Fluency isn't evidence
One of my biggest concerns surrounding this whole subject is plausibility. These models are very good at producing outputs that sound reasonable. A synthetic respondent can give you a polished, confident answer, but fluency is not evidence. These models can sound true before they are true, and that is where teams need to be careful.
There’s also something I think of as context rot. Most organizations experimenting with synthetic research quickly discover that the quality of the output depends heavily on the quality of the customer understanding behind it. Off-the-shelf language models know very little about your customers, so teams often begin adding research findings, community conversations, support interactions and other customer knowledge to give those systems more context.
That creates a new responsibility. Those knowledge layers need maintenance and oversight. If they are updated automatically without enough human review, small inaccuracies can accumulate over time. Assumptions get reinforced, nuances disappear and the picture of the customer can gradually drift away from reality. The synthetic outputs may still sound convincing, but they are now drawing from a version of the customer that is less accurate than teams realize.
Different decisions require different levels of evidence. Using synthetic personas to explore possible objections to an early concept carries much lower risk than using synthetic output to support a major investment decision. The higher the stakes, the more you need real human signal involved in the process.
Connecting the layers
One practical direction is building research systems where multiple layers work together rather than operating independently. Picture an organization with an active insight community, a knowledge base of customer understanding and a synthetic layer all working together. Ideas come in, and synthetic tools help explore possible reactions and narrow the field. The most promising directions go back to the community for real validation. That human feedback feeds the knowledge base, which helps make the next cycle smarter and more informed.
It also changes the role of insights teams. Historically, research often functioned as a gatekeeper. The business had ideas, research helped evaluate them, and that process sometimes felt like it slowed things down. In an environment where AI can generate endless concepts, that role starts to shift. Organizations still need people who understand methodology, uncertainty and the limits of simulated responses. As synthetic systems become more common, evaluating where simulated feedback is useful and where direct customer input is required becomes part of the research function.
I see two roles becoming more important. The first is stewardship.
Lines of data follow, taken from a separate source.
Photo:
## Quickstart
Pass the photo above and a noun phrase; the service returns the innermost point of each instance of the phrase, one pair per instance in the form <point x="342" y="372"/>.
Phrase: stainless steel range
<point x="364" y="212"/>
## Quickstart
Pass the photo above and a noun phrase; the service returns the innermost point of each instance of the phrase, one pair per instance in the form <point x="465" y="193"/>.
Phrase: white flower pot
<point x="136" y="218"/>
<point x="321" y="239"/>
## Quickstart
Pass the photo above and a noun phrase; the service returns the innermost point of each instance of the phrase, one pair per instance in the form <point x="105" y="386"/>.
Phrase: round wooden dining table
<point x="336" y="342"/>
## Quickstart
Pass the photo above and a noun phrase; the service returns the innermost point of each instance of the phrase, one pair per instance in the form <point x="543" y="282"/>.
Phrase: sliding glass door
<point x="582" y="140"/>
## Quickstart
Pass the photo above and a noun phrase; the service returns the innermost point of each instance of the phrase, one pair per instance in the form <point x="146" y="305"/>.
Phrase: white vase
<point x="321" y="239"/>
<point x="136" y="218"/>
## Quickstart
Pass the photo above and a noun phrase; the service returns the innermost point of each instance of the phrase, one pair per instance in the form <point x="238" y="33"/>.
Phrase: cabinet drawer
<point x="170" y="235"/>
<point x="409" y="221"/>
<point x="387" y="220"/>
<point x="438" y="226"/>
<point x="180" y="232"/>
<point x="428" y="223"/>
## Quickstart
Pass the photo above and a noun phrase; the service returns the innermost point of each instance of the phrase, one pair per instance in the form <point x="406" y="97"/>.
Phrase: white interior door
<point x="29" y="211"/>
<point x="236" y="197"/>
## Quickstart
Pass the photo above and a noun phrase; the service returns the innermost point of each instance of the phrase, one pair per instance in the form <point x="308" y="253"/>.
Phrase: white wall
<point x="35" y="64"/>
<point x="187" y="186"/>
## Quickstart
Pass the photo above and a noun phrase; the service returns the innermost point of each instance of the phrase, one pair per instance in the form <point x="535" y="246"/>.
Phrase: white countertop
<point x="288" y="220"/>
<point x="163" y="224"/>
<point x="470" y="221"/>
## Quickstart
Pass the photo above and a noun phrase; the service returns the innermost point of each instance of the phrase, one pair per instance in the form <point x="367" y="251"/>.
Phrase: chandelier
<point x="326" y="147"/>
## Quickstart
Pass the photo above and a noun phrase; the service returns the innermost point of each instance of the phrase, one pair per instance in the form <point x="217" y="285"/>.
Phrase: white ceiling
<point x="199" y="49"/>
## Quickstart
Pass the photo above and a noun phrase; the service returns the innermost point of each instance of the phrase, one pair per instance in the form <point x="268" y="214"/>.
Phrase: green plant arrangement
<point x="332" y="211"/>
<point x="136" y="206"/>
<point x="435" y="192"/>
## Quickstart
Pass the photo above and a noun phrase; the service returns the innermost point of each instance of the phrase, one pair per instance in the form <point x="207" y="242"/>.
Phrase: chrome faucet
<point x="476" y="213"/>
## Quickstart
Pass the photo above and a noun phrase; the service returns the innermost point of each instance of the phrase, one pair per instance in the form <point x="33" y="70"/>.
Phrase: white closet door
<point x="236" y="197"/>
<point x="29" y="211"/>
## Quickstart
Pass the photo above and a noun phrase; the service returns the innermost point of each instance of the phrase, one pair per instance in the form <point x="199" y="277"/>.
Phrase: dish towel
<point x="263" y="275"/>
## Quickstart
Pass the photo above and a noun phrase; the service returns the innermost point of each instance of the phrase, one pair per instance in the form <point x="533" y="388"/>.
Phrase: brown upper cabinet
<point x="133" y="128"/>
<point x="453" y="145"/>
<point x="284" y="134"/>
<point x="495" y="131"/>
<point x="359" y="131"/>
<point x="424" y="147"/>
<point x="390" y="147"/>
Insights teams will be responsible for the quality, freshness and interpretation of the human context that AI systems rely on. The second is translation. AI can summarize patterns, but researchers help organizations understand what those patterns mean and what to do next. That's a role focused on helping organizations make decisions, not simply running studies.
Maintaining human context
AI can automate more of the mechanics of research than ever before, which changes where researchers create value. Communities, support conversations, behavioral data and research findings become part of the customer knowledge these systems depend on.
As teams add more of that information to synthetic research workflows, the work doesn't end once the knowledge base is built. Research findings need to be updated. Assumptions need to be revisited. Customer priorities, behaviors and expectations change over time.
Synthetic systems draw from whatever context they are given. As that understanding changes, the systems need to change with it. Maintaining that human context is becoming one of the core responsibilities of modern insights teams.